Она была за главврача,
А он ночами так кричал,
Что ей хотелось сдохнуть.
А той зимою он ушёл
В поля, где всяк — босяк и гол
В одной артели братской.
Она — жила, она — пила,
И бабкою моей была
Той самой — ленинградской.
А той весною шли дожди,
И сердце ёкало в груди
В облупленной больнице.
Там было резать, было шить,
И значит, надо было жить
С неписанной страницы.
Вояки с нашего двора —
Кто блатота, кто фраера,
Кто петь ходил на клирос…
Она была им не сестра,
Её боялись мусора,
Я с ней в обнимку вырос.
* * *
Как ночь нежна, как пахнет мята!
Трава любовниками смята,
Вода стекает с рук Пилата,
И кипарисом пахнет крест.
И каждый шаг предсказан в драме,
Где можно было б сбечь дворами,
Рабби кентует с фраерами,
И зарево стоит окрест.
Оно стоит, оно не гаснет,
И нету памяти прекрасней,
И нету жертвы ненапрасней,
И всё же, раббуни, скажу:
Твоим крестом братва божилась,
С ним Церковь под Тельца ложилась,
Перед князьком волчком кружилась,
А он терпел для куражу.
Рабби, я из того же рода —
Птенец заблудшего народа,
Во мне проявлена природа
Птиц толмача и певчих трав
В краю, где уд неувядаем,
И Б-жий суд не ожидаем,
И мы с Тобой не обсуждаем,
Что Ты — мой рав.
ТАМАГОЧИ
Воспитала нас с Илюшей, а сама не родила,
Всё ходила тихобродом, хлопотала у стола.

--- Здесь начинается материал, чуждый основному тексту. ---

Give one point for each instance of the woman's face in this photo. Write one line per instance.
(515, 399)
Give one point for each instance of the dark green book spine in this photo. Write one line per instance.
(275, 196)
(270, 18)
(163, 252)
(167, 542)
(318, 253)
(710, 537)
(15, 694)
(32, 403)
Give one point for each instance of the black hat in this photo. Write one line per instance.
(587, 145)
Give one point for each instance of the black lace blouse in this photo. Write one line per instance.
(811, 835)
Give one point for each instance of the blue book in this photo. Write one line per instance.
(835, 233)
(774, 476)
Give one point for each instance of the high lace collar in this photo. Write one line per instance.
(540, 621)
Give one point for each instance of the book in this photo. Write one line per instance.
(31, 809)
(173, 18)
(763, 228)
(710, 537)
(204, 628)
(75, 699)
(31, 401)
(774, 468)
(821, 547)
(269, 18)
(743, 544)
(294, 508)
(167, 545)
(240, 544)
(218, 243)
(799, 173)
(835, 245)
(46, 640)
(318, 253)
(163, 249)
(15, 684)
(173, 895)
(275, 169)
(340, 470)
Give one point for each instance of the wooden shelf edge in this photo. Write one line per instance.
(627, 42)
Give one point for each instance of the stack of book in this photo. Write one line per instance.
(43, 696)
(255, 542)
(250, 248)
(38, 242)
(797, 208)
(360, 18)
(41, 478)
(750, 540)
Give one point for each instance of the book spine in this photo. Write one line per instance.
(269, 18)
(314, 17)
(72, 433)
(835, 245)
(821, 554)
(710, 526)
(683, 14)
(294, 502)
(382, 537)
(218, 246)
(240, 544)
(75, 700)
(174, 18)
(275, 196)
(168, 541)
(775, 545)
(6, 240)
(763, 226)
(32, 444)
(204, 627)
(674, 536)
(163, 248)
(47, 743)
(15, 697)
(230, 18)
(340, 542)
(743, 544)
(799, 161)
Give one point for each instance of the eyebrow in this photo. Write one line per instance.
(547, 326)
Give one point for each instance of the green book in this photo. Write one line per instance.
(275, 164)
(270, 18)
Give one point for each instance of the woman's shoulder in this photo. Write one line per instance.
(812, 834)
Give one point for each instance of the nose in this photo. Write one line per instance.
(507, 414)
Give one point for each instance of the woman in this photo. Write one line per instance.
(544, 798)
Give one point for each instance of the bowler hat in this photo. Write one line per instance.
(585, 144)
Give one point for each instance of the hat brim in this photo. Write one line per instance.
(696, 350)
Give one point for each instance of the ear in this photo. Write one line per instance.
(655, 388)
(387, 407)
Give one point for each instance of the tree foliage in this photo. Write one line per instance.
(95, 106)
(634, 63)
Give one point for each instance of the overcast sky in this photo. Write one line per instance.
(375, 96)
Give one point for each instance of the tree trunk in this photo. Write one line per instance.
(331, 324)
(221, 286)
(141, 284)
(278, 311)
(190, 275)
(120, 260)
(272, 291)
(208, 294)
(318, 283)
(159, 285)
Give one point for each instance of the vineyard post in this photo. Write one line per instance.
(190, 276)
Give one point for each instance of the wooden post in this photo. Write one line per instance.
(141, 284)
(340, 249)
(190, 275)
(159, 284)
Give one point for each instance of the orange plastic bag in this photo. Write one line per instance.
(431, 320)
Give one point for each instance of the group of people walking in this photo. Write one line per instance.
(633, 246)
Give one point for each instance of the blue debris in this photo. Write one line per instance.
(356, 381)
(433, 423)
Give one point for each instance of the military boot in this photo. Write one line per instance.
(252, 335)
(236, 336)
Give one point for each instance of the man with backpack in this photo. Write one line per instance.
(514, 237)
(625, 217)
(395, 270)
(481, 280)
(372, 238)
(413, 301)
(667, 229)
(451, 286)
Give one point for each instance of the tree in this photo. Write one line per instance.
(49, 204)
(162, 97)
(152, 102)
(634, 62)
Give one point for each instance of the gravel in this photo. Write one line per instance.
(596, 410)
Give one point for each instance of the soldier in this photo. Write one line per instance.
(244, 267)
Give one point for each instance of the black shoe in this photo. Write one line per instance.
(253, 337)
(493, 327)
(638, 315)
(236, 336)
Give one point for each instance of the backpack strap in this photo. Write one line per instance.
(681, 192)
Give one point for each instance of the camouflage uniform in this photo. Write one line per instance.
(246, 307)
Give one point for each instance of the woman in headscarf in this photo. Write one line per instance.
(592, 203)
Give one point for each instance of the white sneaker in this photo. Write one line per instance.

Да гадала на погоду, а сама не родила.
Но не девка-вековуша, а монахиня в миру,
Моя бабушка Марфуша, как была ты ко двору!
Меня в сердце приютила, где златые купола,
Не чужих детей растила, хоть сама не родила.
Передрались в избе дети, перессорились вконец,
Не понять на белом свете, кто тут сын, а кто отец,
Разорвали твою душу, сбились с Божьего пути…
Няня-нянюшка Марфуша, ты прости меня, прости…
Глянет в очи тамогочи, заведет своё гу-гу.
Как в рябиновые ночи, как в крещенскую пургу.